2

マルチスレッドを使用して、URL の txt ファイルを調べ、各 URL で見つかったコンテンツをスクレイピングしようとしています。これは約 20 個の URL で機能しますが (数は一定ではありません)、ファイルの最後の URL で一貫してスタックします。それらを順番に実行していないようです。

なぜ動かなくなったのか、どこから始めればよいのかわかりません。ご協力いただきありがとうございます。

from bs4 import BeautifulSoup, SoupStrainer
import urllib3
import urllib2
import io
import os
import re
import workerpool
from urllib2 import Request, urlopen, URLError

NUM_SOCKETS = 3
NUM_WORKERS = 5

urlfile = open("dailynewsurls.txt",'r') # read one line at a time until end of file
http = urllib3.PoolManager(maxsize=NUM_SOCKETS)
workers = workerpool.WorkerPool(size=NUM_WORKERS)

class MyJob(workerpool.Job):
    def __init__(self, url):
       self.url = url

    def run(self):
        r = http.request('GET', self.url)
        req = urllib2.Request(url)
        try:
            page = urllib2.urlopen(req)
        except:
            print "had to skip one"
            return            
        pagecontent = page.read() # get a file-like object at this url

#this tells it to soup the page that is at the url above
        soup = BeautifulSoup(pagecontent)
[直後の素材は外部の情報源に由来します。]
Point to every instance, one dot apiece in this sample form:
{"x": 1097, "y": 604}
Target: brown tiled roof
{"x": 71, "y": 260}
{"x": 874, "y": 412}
#this tells it to find the string in the first instance of each of the tags in the parenthesis
        title = soup.find_all('title')
        article = soup.find_all('article')


        try:
            title = str(title[0].get_text().encode('utf-8'))
        except:
            print "had to skip one"
            return
        try:
            article = str(article[0].get_text().encode('utf-8'))
        except:
            print "had to skip one"
            return

        try: 
    # make the file using the things above
            output_files_pathname = 'DailyNews/'  # path where output will go
            new_filename = title + ".txt"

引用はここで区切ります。